Tobacco cessation support is also covered in many states, including counseling and quit-smoking aids. Obesity screenings and interventions to promote healthy eating and physical activity are part of the benefit as well. Dental care for adults, however, is optional. States choose whether to include adult dental benefits, so coverage varies widely from one state to the next.

The key difference from Medicare is that there’s no single federally standardized “annual wellness visit” package for Medicaid adults. Each state designs its own benefit structure within federal guidelines. Some states offer a comprehensive annual physical as a named benefit. Others cover the individual components (screenings, vaccines, counseling) without bundling them into one labeled visit. The practical result is usually the same: you can get a yearly preventive checkup, but how it appears on your plan documents varies.

How State Expansion Affects Your Coverage

Whether your state expanded Medicaid under the ACA makes a real difference. States that expanded were incentivized to cover all federally recommended preventive services with no cost-sharing, meaning no copays or deductibles for those visits. Research shows that Medicaid expansion led to improved access to care for eligible adults and increased use of preventive services like flu shots and blood pressure screenings, particularly among Black, Asian, and Latino populations.

In states that did not expand Medicaid, preventive coverage still exists but may be narrower, and some services could carry small copayments. The gap matters most for adults just above traditional Medicaid income limits who would qualify under expansion but don’t in non-expansion states.

Coverage for Children Is Stronger

For children under 21, Medicaid’s preventive coverage is far more standardized and generous. A federal benefit called Early and Periodic Screening, Diagnostic, and Treatment (EPSDT) guarantees comprehensive preventive and health care services for all Medicaid-enrolled children. This includes well-child visits, immunizations, developmental and lead screenings, oral health assessments, vision services, dental care, and hearing services. If a screening turns up a health problem, Medicaid is required to cover the treatment needed to address it.

The recommended schedule is frequent in early life: eleven well-child visits through the first 30 months, then annual visits starting at age 3. These visits serve as the entry point for catching developmental delays, keeping vaccinations on track, and identifying health issues early when they’re most treatable. Unlike adult benefits, EPSDT is a federal mandate that applies in every state, so the coverage floor is consistent regardless of where you live.

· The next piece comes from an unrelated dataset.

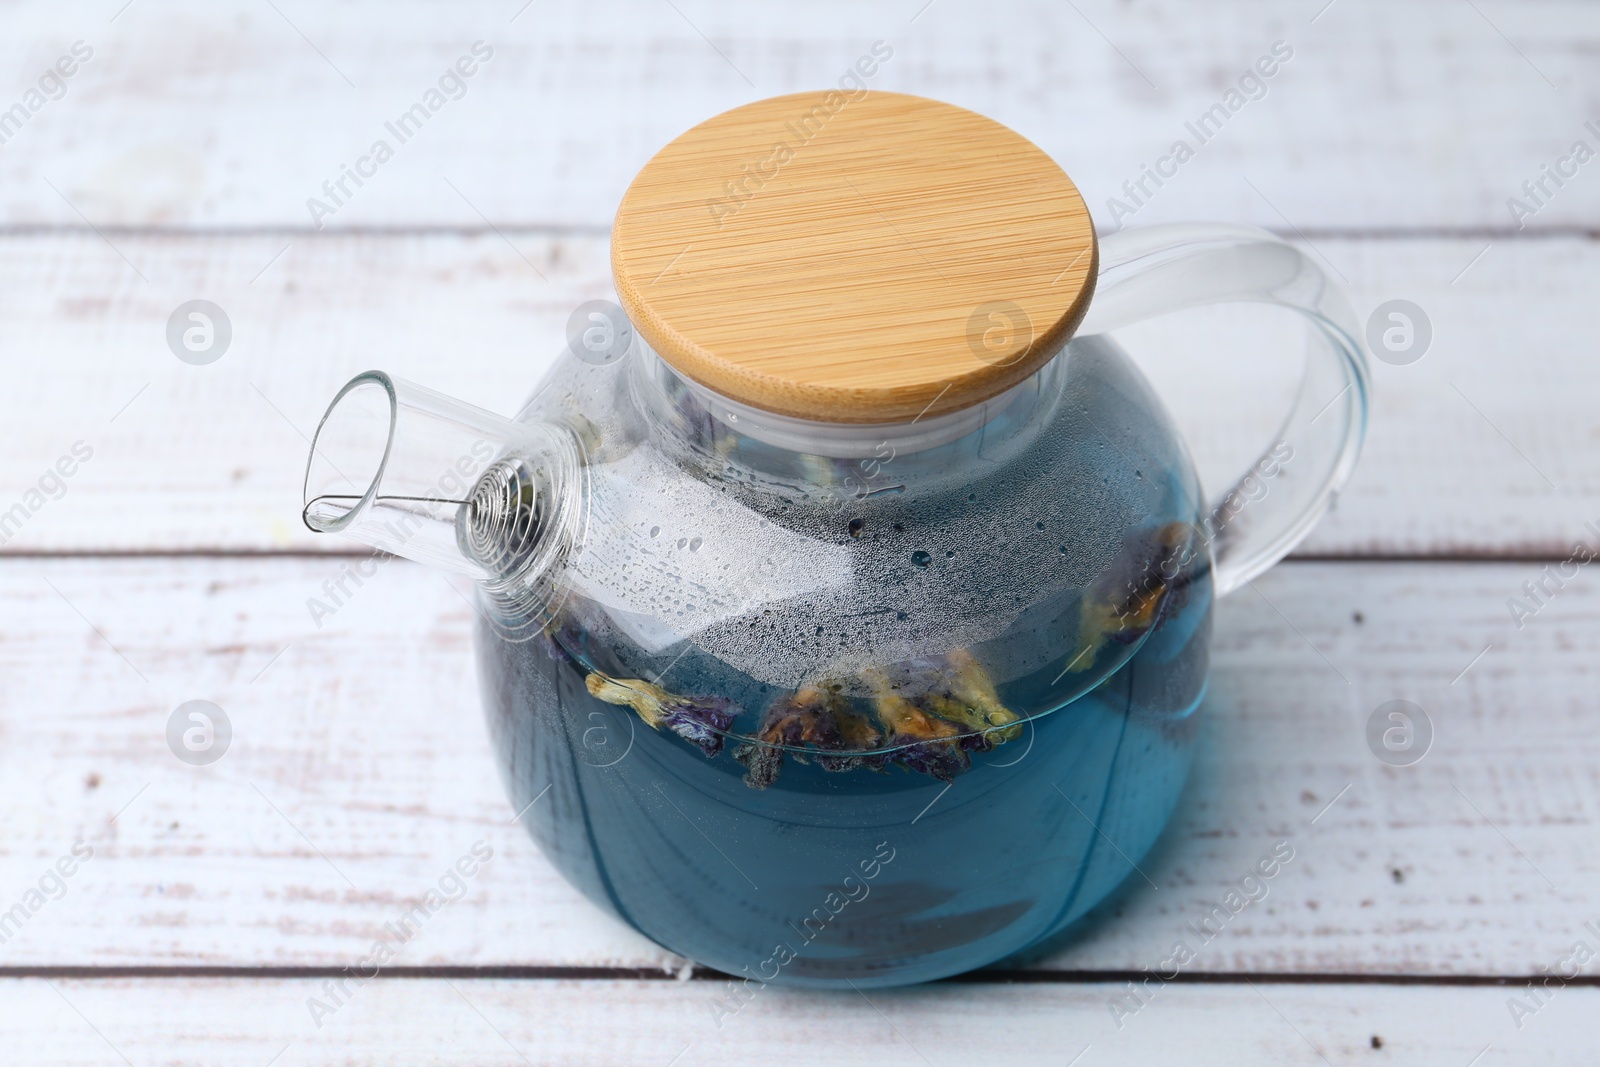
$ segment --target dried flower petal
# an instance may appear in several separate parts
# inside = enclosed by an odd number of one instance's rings
[[[665,726],[698,745],[707,756],[722,751],[722,733],[739,717],[739,708],[721,697],[686,697],[639,678],[608,678],[598,671],[584,679],[591,696],[626,704],[653,729]]]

What You’ll Pay Out of Pocket

Federal rules prohibit Medicaid from charging out-of-pocket costs for preventive services for children. For adults, the picture is more nuanced. In Medicaid expansion states, recommended preventive services generally come with zero cost-sharing. In other states, small copayments may apply to some services, though federal law caps how much Medicaid can charge, and the amounts are typically just a few dollars.

If your visit stays purely preventive, you’re unlikely to owe anything in most states. Where costs can creep in is when a wellness visit leads to diagnostic follow-up. For example, if your doctor orders additional tests during your checkup to investigate a specific symptom rather than as routine screening, those tests may be billed differently and could carry a copay depending on your state’s rules.

How to Confirm Your Specific Benefits

Because Medicaid is administered at the state level, the most reliable way to check your coverage is to look at your state’s Medicaid member handbook or call the number on your Medicaid card. If you’re enrolled through a Medicaid managed care plan (which most beneficiaries are), your plan’s member services line can tell you exactly which preventive visits are covered, how often, and whether you need to use a specific primary care provider.

When you schedule your appointment, let the office know you want a preventive or wellness visit. This helps them code the visit correctly so it’s billed as preventive care rather than a diagnostic office visit, which can affect whether cost-sharing applies. If you have specific screenings you want done, such as a cholesterol panel or cervical cancer screening, ask in advance whether those are included under your plan’s preventive benefit so there are no surprises.